Machine learning patents for analytics platform

Romonet is filing for a number of new patents for the next phase of its data center intelligence platform, utilizing the applications of Machine Learning. The company is known as the leader in data center analytics and this development enhances the value of Romonet’s already patented solution.

  • Thursday, 7th July 2016 Posted 8 years ago in by Phil Alsop
“We have been working on advanced data handling and Machine Learning algorithms for over a year, focusing predominantly on enhancing our solution to learn and become as proficient as our human data scientists are today at identifying anomalies, and tracking down the cause behind the symptom.
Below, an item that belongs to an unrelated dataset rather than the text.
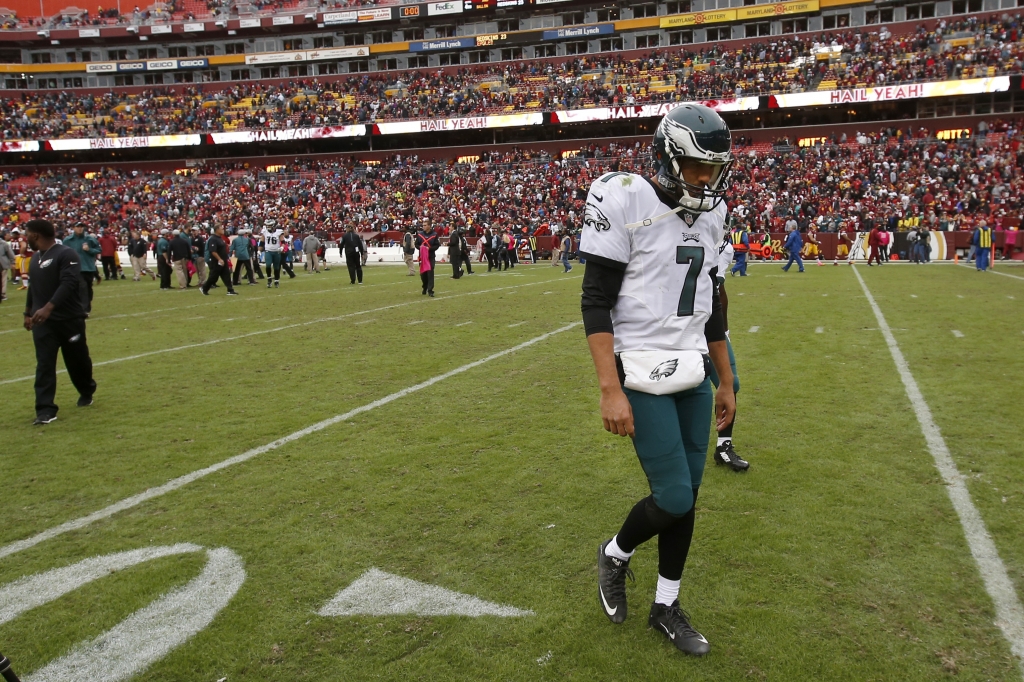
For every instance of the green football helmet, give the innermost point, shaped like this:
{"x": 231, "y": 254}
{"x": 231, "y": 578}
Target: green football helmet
{"x": 696, "y": 132}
This capability provides powerful operational and business insight into data center systems and component level performance,” said Liam Newcombe, Romonet’s co-founder and CTO.
 
Having modeled, collected data and analyzed hundreds of data centers in the past eight years, Romonet’s platform has an incredibly detailed and expansive data archive on how facilities of every size perform under different climate, environmental, energy, IT and commercial factors.
 
While the use of Machine Learning applications is not new, Romonet’s platform is the first to combine metered data, Machine Learning, simulation and predictive analytics.
                  
“In our case, teaching the machine is much faster as we feed it pre-cleansed and calibrated data to recognize and learn patterns, incorporate additional data from outside sources, and teach the software to suggest causes and recommended actions from previously learned results,” continued Newcombe.
 
Like Google, Amazon, Cisco and Netflix, who already use Machine Learning to personalize services and business intelligence, Romonet’s industry-leading platform is revolutionizing the booming global data center market.
 
With Romonet, Hyperscale and Multi-Tenant Data Center (MTDC) operators are improving the services they provide to their customers while strengthening financial management through investment, cost and margin analysis. Enterprise data center owners, whose facilities, while core to service delivery, are also a drain on profitability, are rationalizing their investments, accurately planning a hybrid (owned, colocated and cloud) strategy years into the future, and improving their ability to make socially responsible decisions that impact the environment, shareholders and employees.